More effective cancer treatments will soon replace chemotherapy

Scientists in the UK have declared that more effective cancer treatments will soon replace chemotherapy thanks to a world-first project to find the genes responsible for this complex disease.
cancer-breast
Image: xrender/Shutterstock
The four-year project is being run by a team of researchers at Genomics England - owned by the UK Department of Health - who will work alongside researchers from several universities across Britain, the Wellcome Trust, the Great Ormond Street Hospital, and the UK’s Medical Research Council. 

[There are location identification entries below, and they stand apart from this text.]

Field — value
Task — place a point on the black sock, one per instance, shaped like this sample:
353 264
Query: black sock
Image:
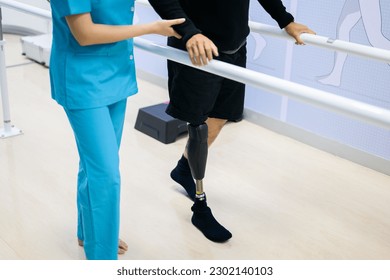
182 175
204 220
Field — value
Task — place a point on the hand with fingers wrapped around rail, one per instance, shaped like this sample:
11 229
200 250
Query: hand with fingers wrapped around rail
214 29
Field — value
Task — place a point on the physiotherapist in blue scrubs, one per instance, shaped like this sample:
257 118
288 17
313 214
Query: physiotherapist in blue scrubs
92 73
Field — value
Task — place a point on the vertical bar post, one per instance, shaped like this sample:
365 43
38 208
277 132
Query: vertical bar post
8 130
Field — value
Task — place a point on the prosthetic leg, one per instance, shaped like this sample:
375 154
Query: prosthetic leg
202 218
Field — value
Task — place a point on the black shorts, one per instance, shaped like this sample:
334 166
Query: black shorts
196 95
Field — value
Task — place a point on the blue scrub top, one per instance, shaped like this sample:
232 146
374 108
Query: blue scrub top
91 76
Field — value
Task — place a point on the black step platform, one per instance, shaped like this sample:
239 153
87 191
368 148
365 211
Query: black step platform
153 121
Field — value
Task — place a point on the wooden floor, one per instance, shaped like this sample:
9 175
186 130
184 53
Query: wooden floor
281 199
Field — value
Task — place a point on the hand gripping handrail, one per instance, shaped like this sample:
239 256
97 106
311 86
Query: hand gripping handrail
339 104
325 42
359 110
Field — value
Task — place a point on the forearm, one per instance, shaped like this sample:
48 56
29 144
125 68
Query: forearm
88 33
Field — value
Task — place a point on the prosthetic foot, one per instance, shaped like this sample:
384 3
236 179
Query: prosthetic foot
204 220
202 217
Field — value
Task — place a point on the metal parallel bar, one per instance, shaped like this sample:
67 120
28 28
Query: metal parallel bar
320 41
8 130
352 108
325 42
25 8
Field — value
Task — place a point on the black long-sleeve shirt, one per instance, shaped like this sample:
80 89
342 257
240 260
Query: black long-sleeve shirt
225 22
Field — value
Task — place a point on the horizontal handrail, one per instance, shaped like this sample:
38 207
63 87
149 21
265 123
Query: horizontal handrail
352 108
25 8
359 110
326 42
316 40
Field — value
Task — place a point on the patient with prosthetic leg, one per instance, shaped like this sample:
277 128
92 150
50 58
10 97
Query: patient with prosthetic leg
194 168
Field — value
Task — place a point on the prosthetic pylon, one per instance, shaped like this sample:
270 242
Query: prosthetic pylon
202 218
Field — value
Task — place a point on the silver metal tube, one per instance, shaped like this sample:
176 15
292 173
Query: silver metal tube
352 108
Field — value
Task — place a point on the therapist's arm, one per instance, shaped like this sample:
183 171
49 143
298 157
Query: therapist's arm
86 32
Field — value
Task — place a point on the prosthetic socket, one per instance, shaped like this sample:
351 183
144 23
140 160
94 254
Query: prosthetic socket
197 149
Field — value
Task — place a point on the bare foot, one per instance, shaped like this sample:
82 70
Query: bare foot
122 248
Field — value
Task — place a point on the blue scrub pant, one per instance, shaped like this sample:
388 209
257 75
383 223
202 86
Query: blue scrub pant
98 133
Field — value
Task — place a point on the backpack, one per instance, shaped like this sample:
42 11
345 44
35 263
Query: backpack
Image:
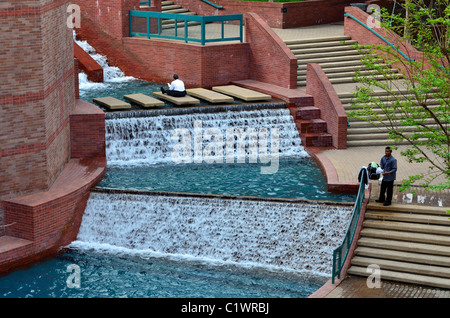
372 170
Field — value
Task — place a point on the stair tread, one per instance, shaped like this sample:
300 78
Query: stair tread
402 266
404 277
406 236
403 256
405 246
412 227
411 217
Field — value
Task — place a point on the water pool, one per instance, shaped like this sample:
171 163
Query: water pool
298 178
155 247
124 275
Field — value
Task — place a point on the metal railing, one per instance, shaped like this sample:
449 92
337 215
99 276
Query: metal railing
185 36
341 252
381 37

Some 75,000 volunteers from London, Cambridge, and Newcastle with cancer and rare diseases will offer up their genetic material for sequencing over the next few years. Both their healthy and cancer-affected cells will have their DNA mapped as part of the project, and their close relatives will also have their genomes sequenced for comparison.

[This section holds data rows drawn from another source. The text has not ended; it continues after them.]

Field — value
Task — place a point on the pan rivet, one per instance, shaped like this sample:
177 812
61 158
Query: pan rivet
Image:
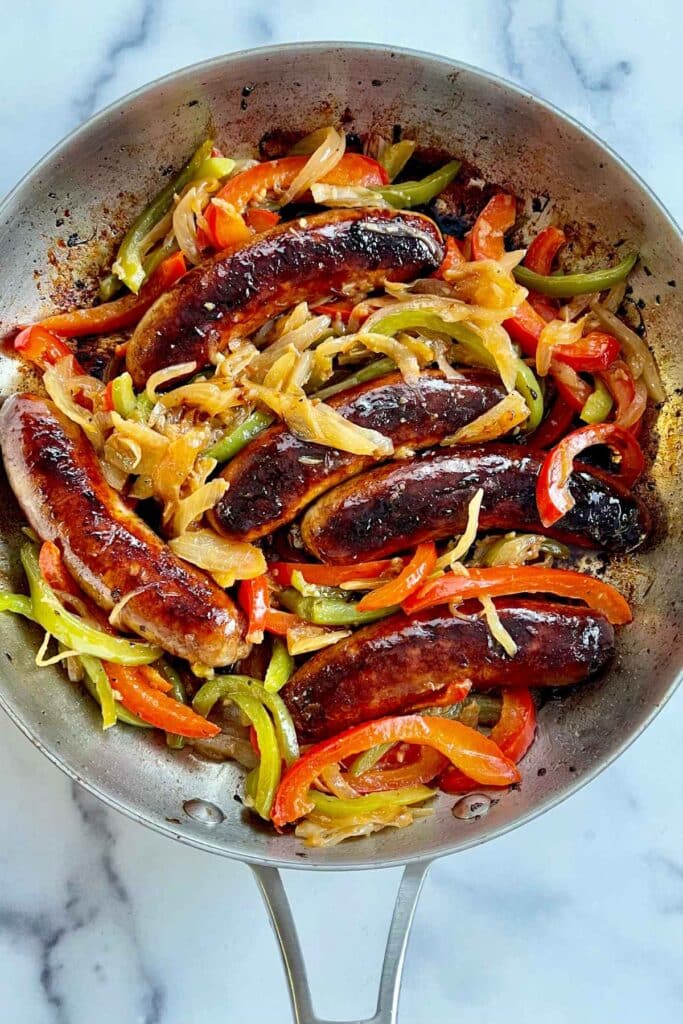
475 805
203 811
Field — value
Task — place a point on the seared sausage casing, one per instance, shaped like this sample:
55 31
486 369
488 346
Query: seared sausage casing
235 293
58 482
399 663
278 474
396 506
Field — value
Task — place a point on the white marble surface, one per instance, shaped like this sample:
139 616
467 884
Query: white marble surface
578 916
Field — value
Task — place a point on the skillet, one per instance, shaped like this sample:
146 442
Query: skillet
104 171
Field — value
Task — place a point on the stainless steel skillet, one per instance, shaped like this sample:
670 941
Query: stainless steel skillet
54 232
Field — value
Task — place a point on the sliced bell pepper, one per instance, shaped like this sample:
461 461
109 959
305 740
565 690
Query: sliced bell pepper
156 708
554 426
569 385
466 748
232 442
507 581
564 286
513 732
260 219
631 399
395 591
525 328
73 632
406 195
278 175
38 345
128 265
224 226
498 216
594 351
598 406
552 491
253 599
121 312
329 610
543 250
330 576
454 257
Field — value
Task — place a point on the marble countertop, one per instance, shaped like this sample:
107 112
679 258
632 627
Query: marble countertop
579 915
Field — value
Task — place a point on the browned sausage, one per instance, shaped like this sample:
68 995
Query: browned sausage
107 548
398 505
278 474
399 663
231 295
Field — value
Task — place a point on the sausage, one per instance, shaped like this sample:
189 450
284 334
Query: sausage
109 550
400 664
278 474
398 505
233 294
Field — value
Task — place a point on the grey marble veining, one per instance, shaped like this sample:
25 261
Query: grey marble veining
578 916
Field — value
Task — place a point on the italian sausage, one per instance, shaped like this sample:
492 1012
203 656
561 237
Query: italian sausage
396 506
235 293
278 474
109 550
399 664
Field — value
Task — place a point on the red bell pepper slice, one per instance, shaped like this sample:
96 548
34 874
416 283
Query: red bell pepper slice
423 769
224 227
278 175
505 582
261 220
543 250
253 599
454 257
629 394
122 312
554 426
465 748
540 257
594 351
513 732
552 491
41 347
569 385
156 708
487 237
395 591
331 576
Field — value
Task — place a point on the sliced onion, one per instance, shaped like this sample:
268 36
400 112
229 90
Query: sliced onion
348 196
225 560
314 421
322 161
496 627
555 333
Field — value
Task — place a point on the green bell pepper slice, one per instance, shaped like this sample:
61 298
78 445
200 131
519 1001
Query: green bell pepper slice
329 610
232 442
564 286
128 265
280 668
335 807
73 632
406 195
598 404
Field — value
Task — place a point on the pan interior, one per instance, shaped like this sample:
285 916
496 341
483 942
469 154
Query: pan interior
111 165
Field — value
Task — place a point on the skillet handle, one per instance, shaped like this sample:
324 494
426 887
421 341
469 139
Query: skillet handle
270 884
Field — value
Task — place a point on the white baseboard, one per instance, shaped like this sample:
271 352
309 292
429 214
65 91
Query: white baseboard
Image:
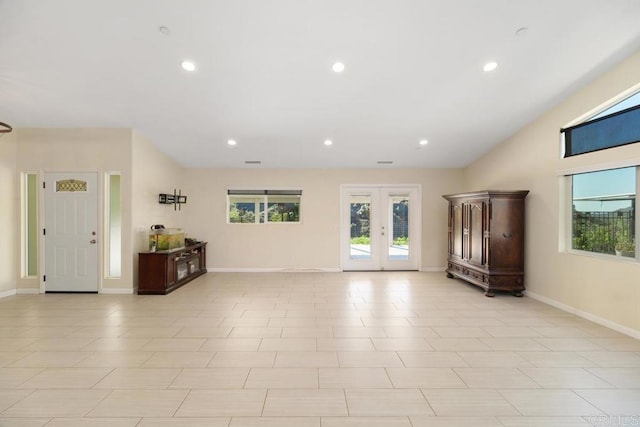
117 291
585 315
433 269
27 291
272 270
8 293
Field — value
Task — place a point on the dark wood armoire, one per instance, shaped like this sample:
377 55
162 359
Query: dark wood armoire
486 239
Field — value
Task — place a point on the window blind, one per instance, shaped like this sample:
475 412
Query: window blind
610 131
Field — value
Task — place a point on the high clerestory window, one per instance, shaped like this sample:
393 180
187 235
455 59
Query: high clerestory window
263 206
603 202
616 126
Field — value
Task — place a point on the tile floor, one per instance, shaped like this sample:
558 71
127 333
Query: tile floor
311 350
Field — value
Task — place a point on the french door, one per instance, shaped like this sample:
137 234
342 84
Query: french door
380 227
71 232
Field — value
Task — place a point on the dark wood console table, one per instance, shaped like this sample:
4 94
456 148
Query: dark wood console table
162 272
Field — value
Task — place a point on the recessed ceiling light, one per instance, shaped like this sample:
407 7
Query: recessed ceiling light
490 66
188 65
338 67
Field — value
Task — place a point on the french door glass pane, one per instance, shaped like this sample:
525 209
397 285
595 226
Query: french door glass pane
398 241
360 246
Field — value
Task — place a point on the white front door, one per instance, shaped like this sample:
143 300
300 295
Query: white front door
71 232
380 228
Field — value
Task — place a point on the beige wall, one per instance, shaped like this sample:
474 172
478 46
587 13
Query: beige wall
9 188
608 290
153 173
76 150
315 243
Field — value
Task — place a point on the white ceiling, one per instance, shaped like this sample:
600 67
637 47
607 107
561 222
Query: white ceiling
264 78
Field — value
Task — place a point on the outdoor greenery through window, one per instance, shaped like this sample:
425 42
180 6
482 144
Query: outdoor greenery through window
263 206
604 212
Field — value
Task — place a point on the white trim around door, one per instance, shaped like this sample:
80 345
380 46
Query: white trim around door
380 227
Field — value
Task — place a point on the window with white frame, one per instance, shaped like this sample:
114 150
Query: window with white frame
263 206
603 202
603 212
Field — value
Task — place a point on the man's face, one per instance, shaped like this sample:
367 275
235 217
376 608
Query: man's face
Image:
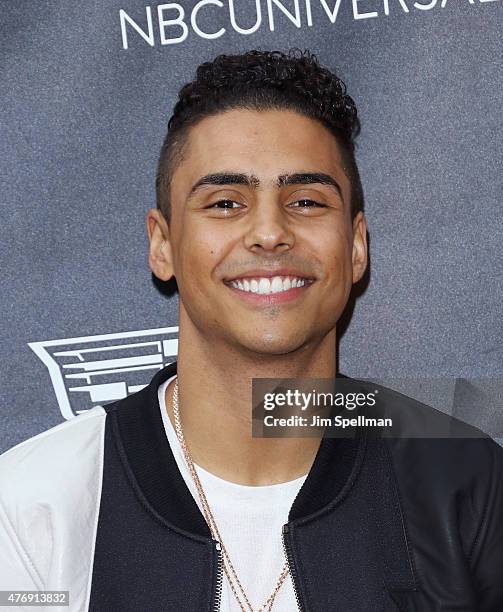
261 238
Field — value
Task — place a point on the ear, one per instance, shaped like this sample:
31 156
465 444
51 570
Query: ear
160 256
359 255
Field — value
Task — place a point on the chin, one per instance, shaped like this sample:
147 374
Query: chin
272 344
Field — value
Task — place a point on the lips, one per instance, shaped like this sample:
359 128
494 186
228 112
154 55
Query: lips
267 285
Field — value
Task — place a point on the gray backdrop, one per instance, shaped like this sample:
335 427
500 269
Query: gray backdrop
86 92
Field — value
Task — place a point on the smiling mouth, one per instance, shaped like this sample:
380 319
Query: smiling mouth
261 285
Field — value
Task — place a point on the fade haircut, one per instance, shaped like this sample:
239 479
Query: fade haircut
260 81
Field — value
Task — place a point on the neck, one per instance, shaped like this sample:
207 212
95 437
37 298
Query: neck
215 385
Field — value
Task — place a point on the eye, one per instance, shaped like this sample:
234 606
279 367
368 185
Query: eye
224 205
306 203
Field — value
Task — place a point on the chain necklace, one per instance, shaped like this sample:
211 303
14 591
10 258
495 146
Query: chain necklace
230 572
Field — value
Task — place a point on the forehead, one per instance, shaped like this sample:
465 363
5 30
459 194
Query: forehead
265 143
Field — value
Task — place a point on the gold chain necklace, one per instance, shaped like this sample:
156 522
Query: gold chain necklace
230 572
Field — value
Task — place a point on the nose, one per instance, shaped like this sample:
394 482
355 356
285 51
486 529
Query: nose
269 229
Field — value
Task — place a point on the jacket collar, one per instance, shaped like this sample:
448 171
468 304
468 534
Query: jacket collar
140 435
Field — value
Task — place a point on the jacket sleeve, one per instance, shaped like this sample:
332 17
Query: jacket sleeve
486 558
17 571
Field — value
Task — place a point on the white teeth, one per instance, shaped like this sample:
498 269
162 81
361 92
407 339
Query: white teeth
266 286
277 284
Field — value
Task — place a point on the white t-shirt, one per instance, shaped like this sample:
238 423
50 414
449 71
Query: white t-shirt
249 519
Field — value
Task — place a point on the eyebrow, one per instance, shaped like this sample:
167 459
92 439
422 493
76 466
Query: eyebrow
237 178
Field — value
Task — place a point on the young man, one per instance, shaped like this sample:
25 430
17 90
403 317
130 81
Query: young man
164 500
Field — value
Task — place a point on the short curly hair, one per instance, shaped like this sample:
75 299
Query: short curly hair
262 80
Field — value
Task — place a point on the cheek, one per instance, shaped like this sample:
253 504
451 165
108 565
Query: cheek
199 254
336 252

According to the BBC, the first genome was sequenced on the 30th May this year, and the team has just now passed the 100 genome mark. They aim to have 1,000 genomes sequenced by the end of the year, and if all goes to plan, they will have 10,000 genomes sequenced by the end of 2015. 

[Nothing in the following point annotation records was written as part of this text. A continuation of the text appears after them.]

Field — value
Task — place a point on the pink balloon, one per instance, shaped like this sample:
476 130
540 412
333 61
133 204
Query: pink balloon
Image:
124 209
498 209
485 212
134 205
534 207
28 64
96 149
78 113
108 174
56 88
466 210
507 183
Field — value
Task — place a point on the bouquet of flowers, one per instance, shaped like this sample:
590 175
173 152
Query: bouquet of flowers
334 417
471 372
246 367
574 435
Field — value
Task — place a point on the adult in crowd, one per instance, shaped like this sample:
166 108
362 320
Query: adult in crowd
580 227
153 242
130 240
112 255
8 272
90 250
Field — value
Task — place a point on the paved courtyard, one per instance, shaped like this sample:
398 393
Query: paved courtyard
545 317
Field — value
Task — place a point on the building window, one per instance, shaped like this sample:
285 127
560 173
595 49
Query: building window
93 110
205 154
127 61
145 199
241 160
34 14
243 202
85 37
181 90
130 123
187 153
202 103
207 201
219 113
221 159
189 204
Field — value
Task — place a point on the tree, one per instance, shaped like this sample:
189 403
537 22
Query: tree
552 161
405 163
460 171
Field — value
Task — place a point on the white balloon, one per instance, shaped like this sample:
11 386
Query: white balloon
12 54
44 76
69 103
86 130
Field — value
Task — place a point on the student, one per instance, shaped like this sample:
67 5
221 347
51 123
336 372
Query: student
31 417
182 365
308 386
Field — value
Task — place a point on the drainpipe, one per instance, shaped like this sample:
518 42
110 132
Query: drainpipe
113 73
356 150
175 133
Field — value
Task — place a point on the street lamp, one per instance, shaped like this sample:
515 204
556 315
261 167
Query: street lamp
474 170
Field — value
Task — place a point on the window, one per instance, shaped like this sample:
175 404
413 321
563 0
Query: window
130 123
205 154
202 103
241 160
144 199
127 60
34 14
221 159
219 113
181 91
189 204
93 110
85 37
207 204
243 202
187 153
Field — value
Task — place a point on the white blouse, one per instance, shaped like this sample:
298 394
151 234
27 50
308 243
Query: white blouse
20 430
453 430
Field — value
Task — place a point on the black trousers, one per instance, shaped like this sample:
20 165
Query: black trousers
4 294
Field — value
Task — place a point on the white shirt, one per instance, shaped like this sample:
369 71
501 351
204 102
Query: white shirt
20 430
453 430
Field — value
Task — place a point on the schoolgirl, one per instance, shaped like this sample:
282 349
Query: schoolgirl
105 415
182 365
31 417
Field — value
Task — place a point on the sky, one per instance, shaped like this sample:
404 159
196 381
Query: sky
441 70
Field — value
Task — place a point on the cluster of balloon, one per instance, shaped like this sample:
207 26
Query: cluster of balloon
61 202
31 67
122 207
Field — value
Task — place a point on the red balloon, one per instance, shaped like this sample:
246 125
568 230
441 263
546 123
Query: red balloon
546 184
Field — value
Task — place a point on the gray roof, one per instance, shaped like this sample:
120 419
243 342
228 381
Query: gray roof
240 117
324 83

"Twenty years from now there will be therapies, instead of chemo, that will be a much more targeted approach to treatment," the head of the Wellcome Trust, Jeremy Farrer, told the press. "Understanding humanity's genetic code is not only going to be fundamental to the medicine of the future, it is an essential part of medicine today. In rare congenital disease, in cancer and in infections, genomic insights are already transforming diagnosis and treatment.”
The team expects that the $US545 million project will allow for the development of new, more effective treatments for cancer and other diseases. These new treatments are also expected to be less invasive than chemotherapy, and cause less severe side-effects. An example of this type of treatment, says Sarah Knapton at the Telegraphis Herceptin, which is a new drug that's been specifically designed for women suffering from a particular type of breast cancer caused by increased activity of the HER2 gene.
"Strict confidentiality rules will be enforced, and under normal circumstances, patients will not be told of unforeseen surprises that might effect their health - or insurance premiums," says Knapton. "But helpful findings will be fed back to the doctors in charge of their treatment."